The embedSlideBySessionID() method return a string that serves as an identifier for the generated viewport. Use this identifier to subsequently define a style for your viewport:


// actually embed slide
// the second element in the list corresponds to the viewport ID
String viewport = UI.embedSlideBySessionID("http://localhost:54001/", slide, sessionID).get(1);
out.println("<style type=\"text/css\">\n" + 
"#" + viewport + "{\n" 
      + "width: 500px;\n" 
      + "height: 500px;\n"
      + "border: 2px dashed green;\n" 
      + "}\n" 
+ "</style>");

The result is now a 500 x 500 fixed square (with a dashed border) that doesn’t change as your modify the browser window:


You can have as many viewports on a single page as you want; each is automatically assigned a new ID, and so you can set separate layout for each one.

Working with galleries

What if you have a collection of slides and you want to present an overview of these (browsing through slide filenames is tiring and confusing). You could already combine the code we have in this post so far and request thumbnails for a list of a slides found in a directory, subsequently rendering selected slides in a viewport.

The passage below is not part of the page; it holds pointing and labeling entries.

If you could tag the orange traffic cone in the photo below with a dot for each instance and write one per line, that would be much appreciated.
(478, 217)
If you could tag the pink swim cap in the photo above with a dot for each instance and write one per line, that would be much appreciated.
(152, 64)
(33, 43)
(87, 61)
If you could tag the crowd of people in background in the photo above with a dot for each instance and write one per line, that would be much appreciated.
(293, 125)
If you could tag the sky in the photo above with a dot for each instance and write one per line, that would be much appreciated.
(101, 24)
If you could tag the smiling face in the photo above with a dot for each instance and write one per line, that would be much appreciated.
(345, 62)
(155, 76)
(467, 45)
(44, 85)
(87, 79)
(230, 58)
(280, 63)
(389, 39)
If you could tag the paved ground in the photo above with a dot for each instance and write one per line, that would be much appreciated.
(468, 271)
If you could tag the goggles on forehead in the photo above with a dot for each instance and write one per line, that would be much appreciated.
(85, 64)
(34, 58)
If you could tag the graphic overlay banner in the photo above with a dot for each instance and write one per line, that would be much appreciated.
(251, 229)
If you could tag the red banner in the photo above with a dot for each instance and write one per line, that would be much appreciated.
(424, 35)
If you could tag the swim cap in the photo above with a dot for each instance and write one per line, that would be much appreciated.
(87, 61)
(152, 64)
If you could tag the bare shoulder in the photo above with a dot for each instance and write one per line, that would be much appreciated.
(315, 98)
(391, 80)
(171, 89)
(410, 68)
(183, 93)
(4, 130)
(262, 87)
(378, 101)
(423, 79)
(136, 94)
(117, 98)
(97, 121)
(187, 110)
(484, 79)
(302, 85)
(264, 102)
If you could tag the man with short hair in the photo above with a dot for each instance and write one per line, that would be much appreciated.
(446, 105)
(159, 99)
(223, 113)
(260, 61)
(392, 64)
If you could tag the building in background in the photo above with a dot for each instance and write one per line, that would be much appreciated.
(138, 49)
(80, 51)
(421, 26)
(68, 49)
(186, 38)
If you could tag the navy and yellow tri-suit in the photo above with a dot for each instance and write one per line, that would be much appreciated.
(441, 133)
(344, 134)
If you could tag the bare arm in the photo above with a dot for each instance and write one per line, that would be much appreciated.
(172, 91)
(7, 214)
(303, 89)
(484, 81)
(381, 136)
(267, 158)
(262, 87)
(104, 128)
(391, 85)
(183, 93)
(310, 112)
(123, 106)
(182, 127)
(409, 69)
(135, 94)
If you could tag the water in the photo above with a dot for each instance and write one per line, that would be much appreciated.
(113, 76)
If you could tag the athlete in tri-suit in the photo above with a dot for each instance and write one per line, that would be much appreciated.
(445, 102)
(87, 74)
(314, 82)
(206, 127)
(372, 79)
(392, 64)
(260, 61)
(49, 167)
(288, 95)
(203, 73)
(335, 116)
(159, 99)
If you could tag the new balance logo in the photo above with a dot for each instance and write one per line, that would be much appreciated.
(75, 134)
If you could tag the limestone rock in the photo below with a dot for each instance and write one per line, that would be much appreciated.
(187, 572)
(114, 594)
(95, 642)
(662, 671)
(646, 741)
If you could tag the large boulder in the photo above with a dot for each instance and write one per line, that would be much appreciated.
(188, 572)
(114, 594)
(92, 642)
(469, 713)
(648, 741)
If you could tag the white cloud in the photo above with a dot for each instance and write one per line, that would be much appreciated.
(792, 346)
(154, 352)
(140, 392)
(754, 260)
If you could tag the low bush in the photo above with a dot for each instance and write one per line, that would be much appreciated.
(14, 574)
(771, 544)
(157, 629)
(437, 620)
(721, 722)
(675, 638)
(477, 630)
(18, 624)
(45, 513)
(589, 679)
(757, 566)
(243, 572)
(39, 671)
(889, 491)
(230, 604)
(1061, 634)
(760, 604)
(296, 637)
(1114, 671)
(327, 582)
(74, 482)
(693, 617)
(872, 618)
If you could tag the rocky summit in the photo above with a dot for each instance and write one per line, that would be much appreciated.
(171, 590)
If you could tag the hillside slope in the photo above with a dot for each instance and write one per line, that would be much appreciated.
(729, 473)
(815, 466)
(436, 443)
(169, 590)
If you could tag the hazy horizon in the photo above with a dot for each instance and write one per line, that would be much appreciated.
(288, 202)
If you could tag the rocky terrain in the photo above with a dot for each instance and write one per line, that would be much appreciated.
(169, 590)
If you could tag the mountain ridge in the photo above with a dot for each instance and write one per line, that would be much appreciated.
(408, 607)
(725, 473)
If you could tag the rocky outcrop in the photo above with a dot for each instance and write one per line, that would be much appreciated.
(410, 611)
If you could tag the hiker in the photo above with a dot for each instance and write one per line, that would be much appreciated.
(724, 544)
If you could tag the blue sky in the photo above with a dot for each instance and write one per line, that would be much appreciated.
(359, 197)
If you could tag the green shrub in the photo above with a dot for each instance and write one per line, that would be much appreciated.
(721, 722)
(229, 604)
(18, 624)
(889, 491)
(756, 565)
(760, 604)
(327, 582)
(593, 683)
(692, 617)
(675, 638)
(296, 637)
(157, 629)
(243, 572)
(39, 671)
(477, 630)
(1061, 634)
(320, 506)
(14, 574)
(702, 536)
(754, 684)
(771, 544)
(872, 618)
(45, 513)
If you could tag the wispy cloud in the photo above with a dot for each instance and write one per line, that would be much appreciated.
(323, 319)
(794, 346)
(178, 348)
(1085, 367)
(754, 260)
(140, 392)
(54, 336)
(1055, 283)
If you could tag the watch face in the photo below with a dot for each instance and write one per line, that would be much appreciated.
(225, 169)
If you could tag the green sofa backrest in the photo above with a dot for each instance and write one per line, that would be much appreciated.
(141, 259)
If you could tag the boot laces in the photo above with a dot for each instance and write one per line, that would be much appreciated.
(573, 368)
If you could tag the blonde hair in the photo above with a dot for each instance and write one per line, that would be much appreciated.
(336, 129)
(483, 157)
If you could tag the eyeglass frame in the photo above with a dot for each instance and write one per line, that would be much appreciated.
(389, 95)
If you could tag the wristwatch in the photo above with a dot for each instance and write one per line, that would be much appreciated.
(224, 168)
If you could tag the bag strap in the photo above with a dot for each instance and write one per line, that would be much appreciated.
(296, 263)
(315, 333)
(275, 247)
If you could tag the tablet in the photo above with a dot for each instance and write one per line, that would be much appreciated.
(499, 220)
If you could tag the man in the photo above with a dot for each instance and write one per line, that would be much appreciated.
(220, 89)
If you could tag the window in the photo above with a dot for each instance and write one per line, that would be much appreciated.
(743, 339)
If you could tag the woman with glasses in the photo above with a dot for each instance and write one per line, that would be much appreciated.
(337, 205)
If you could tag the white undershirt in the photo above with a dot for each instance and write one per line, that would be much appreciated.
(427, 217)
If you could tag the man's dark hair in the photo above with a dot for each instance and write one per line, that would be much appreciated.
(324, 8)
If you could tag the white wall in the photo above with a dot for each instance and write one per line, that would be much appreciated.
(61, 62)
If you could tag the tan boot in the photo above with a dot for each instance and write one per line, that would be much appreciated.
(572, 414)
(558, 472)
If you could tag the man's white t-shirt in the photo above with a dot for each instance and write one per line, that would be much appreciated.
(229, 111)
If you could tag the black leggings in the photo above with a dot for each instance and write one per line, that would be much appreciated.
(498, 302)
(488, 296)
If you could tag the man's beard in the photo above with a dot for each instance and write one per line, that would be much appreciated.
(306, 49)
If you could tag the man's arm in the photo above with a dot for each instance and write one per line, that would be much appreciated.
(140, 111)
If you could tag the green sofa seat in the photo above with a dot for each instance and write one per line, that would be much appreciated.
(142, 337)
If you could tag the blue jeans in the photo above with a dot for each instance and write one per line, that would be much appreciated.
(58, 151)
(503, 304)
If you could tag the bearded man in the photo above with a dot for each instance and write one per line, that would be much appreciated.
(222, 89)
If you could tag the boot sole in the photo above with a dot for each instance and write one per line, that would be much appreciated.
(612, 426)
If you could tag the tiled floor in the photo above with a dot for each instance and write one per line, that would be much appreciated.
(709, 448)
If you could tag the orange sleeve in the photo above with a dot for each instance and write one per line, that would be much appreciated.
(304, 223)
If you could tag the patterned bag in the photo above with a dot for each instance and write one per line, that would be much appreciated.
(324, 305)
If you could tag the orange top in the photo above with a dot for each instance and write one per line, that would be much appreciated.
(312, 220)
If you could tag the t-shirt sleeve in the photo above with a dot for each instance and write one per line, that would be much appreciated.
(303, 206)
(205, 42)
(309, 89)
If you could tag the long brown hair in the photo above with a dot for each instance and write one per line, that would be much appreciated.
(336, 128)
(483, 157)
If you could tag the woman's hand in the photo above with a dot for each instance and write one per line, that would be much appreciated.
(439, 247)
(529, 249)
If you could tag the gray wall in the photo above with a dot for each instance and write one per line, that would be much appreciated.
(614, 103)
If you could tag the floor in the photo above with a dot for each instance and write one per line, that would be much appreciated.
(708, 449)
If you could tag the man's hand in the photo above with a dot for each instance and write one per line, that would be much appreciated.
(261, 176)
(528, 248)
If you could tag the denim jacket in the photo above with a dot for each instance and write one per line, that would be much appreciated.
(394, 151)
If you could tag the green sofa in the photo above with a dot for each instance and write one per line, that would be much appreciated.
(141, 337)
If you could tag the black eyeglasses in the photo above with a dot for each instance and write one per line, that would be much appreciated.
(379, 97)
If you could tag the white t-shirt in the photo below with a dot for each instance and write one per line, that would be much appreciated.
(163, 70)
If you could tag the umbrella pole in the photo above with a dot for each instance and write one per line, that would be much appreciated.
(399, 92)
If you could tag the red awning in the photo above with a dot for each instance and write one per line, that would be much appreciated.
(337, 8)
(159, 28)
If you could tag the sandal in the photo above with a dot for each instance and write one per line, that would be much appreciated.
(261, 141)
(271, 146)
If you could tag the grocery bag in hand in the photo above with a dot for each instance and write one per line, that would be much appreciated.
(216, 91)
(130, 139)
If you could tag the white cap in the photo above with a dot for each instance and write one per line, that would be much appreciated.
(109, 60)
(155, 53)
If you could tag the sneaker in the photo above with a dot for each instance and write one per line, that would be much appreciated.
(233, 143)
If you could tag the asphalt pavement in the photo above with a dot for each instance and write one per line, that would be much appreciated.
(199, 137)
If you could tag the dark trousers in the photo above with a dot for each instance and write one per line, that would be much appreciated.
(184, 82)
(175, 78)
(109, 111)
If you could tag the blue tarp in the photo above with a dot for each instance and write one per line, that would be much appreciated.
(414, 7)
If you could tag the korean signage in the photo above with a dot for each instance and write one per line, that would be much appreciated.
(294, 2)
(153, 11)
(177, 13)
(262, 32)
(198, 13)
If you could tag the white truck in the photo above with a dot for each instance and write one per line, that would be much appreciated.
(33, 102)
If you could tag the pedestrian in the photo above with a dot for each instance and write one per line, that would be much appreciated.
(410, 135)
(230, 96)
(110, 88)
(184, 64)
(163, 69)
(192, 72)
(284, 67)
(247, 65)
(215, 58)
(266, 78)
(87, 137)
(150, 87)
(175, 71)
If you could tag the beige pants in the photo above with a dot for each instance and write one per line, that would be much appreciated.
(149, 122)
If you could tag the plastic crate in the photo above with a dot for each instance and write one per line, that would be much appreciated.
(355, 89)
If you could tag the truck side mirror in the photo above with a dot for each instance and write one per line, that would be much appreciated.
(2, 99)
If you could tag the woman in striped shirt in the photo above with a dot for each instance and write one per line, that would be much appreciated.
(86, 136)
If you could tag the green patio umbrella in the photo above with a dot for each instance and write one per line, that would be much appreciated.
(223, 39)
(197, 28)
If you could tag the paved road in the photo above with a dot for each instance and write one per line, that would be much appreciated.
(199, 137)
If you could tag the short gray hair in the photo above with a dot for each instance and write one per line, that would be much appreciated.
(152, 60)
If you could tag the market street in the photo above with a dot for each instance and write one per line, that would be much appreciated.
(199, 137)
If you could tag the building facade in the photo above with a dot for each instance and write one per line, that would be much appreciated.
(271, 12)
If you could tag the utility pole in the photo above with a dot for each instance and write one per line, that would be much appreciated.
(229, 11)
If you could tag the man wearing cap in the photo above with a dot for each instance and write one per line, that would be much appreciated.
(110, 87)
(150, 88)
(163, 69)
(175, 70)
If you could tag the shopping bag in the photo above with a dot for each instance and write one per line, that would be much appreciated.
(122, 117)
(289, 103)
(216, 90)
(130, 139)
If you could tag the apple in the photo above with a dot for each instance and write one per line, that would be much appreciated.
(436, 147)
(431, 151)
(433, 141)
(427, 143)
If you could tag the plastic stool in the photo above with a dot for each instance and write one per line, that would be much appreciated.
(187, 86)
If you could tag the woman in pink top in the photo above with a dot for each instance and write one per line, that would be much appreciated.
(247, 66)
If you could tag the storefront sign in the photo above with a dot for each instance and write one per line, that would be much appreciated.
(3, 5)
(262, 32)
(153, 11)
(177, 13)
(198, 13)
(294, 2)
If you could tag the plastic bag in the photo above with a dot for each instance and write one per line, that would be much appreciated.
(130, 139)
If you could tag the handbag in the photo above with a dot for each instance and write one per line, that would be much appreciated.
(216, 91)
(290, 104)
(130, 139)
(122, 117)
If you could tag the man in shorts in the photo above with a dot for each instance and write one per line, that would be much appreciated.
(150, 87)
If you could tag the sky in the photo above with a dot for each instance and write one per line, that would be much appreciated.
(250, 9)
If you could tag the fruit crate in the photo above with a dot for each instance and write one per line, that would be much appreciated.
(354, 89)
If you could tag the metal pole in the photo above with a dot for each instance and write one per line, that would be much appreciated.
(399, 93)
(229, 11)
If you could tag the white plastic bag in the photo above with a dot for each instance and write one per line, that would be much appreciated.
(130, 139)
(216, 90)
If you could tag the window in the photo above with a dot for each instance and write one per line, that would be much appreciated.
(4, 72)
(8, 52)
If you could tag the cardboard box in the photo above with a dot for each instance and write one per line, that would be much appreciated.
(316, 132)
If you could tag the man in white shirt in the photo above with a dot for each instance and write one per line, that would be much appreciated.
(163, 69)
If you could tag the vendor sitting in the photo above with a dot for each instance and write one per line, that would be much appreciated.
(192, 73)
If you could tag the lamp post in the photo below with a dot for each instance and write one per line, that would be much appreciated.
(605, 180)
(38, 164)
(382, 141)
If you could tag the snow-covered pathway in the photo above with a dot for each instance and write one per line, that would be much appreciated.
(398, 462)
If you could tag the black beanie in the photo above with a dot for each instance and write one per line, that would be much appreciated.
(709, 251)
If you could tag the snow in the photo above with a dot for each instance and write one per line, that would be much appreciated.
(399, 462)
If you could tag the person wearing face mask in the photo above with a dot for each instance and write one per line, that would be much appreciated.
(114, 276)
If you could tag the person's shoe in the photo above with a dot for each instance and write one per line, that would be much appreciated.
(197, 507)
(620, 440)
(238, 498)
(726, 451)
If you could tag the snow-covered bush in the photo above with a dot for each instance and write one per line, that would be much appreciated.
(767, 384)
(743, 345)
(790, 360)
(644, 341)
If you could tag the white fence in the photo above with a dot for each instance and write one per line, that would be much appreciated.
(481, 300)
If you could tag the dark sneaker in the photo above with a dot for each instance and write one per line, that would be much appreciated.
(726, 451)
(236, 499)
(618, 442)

But what if you have 50 slides in the folder? Do you really want to handle the scrolling, just-in-time rendering of initially hidden thumbnails etc.?

Pretty early on in our Pathomation career we found ourselves facing the same problems. We re-invented our own wheel a couple of times, after which we figured it was round enough to encapsulate in a piece of re-usable code.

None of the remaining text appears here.